In der >Direkten Aktion im Westen< erläutert Lamp seine beiden Aktionen und >Die
Brandung< enthält noch eine exzellente Kritik Lamps am Beschluss des
Aktionsausschusses, den Generalstreik abzubrechen. Lamp hob zwei Kritikpunkte
besonders hervor:
dass der Aktionsausschuss nicht durch die Wahl der Arbeiter entstanden sei und
dadurch nicht, wie dieser behauptete, die Vollmacht besäße, so weitgehende
Entscheidungen zu treffen. „Darum vermögen wir ihm (dem Aktionsausschuss) bei
allem Verständnis für die weltbefreienden Einigungsgedanken der Arbeiterschaft
nicht die Befugnis zuzuerkennen, einfach zu kommandieren: Hinein in die Fabrik!
Selbstbestimmung, Demokratie – wo blieb sie in diesem Fall?
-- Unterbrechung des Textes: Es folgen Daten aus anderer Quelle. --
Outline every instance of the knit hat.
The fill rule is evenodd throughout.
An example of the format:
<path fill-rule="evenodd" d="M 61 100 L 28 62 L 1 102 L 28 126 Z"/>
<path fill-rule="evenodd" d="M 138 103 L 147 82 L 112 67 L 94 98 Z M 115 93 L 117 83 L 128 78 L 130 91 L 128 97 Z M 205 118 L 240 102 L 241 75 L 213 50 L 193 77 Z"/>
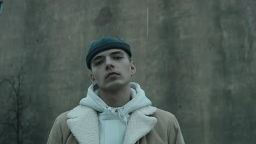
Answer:
<path fill-rule="evenodd" d="M 103 37 L 95 41 L 90 46 L 86 58 L 88 69 L 91 70 L 91 61 L 96 55 L 102 51 L 112 49 L 123 50 L 128 53 L 130 57 L 131 57 L 132 54 L 130 45 L 125 43 L 125 42 L 119 39 L 108 37 Z"/>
Glaubte man das ganz
Natürliche bei einer jeden Bewegung, nämlich dass die Arbeiterschaft selbst
bestimmen will, was zu geschehen hat, hier nicht notwendig zu haben?“
die Feststellung, dass das Argument des Aktionsausschusses, die
Lebensmittelversorgung sei gefährdet, „das große Bangemachen sei – um die Massen
von der Straße wegzubekommen“ und dies der Grund sei, „warum man es so eilig
hatte mit dem Beginn der Arbeit“. Die Angst der Funktionäre vor der
Selbständigkeit der Massen bringt Lamp mit dem treffenden Satz zum Ausdruck:
„Man liebt die Demonstrationen, jedoch nicht die Demonstranten, wenn sie den
Erfolg naturgemäß und mit Recht zur vollen Auswirkung gelangen lassen wollen.“
Symbole / Umdeutungen
Der Vollzugsrat Lennep erließ folgende Bekanntmachung:
„Die schwarz-weiß-roten Fahnen, das Symbol der blutbefleckten Reaktion, werden
mit dem heutigen Tage restlos konfiziert. Diejenigen, die derartige Fahnen im
Besitz haben, werden aufgefordert, diese sofort an den Vollzugsrat abzuliefern.
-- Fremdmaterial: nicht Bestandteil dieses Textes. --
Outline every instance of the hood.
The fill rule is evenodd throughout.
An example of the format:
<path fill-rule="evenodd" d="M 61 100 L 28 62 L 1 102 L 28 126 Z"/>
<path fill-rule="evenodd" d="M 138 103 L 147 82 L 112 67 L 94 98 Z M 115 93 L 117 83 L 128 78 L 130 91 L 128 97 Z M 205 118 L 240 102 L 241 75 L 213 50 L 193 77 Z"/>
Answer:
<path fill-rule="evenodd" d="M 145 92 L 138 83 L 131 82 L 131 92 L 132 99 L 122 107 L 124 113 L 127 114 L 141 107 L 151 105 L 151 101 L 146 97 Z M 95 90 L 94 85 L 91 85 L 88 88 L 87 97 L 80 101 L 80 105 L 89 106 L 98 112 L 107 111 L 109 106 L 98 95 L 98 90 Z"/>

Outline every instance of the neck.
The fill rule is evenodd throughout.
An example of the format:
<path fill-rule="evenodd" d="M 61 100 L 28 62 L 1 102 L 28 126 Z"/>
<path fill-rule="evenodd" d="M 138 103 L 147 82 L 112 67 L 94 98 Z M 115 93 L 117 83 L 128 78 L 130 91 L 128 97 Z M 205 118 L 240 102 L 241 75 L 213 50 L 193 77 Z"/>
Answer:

Das Tuch der Fahnen wird zur Erstlingswäsche umgearbeitet und an bedürftige
Familien abgegeben“.
Diese ‚Umfunktionierung’ eines wichtigen Symbols des Klassengegners scheint ins
Schwarze getroffen zu haben; das geht aus der großen Beachtung hervor, die die
bürgerlichen Zeitungen im ganzen Ruhrgebiet und darüber hinaus dieser
Bekanntmachung gaben.
Die Frauen
Insgesamt waren die Frauen nicht wirklich akzeptiert. Dies äußert sich innerhalb
der Revolution zum Beispiel dadurch das die Vollzugsräte nichts an der
allgemeinen Minderbezahlung, die Frauen gegenüber den Männern erdulden mussten,
änderten. Inwieweit Frauen an den Kämpfen direkt beteiligt waren kann ich nicht
sagen, aber eines ist sicher, auch Frauen waren in der Roten Ruhr Armee. Eine
Arbeiterin aus Mühlheim, Mitglied des Freien Sozialistischen Jugend,
überlieferte, das die Arbeiter-Samariter Schnellkurse durchführten: "Sie lehrten
wie man Verbände macht, Schienen anlegt oder wie Verwundete transportiert werden
müssen." Über die Arbeiter-Samariterinnen an der Front vor Wesel schrieb ein
bürgerlicher Journalist: "Ihr Mut und ihre Aufopferung verdienen rückhaltlose
Bewunderung. In der vordersten Feuerlinie sieht man angegraute Arbeiterfrauen
und kaum erwachsene junge Mädchen, die ungeachtet des Kugelregens tapfer ihr
Liebeswerk vollbringen." Die Schilderungen zeigen jedoch nur das sich Frauen
innerhalb der klassischen Frauenbilder an der Roten Armee als Hüterin und
Pflegerin beteiligten. Innerhalb der Roten Armee gab es nicht wenige Kampfleiter
die entweder alle Frauen oder doch wenigstens die unverheirateten Frauen wieder
loswerden wollten. Offen antisexuell äußerte sich der Stadtkommandant von
Duisburg, Münzberg: "Ich werde einen Befehl herausgeben das Liebe an der Front
mit dem Tode bestraft wird. So etwas entwürdigt unsere heilige Sache." Der
Vollzugsrat Duisburg vermutete gar Huren an der Front und verordnete: "Wer sich
unbefugt hinter der Front herumtreibt, wird erschossen; dies gilt auch für ...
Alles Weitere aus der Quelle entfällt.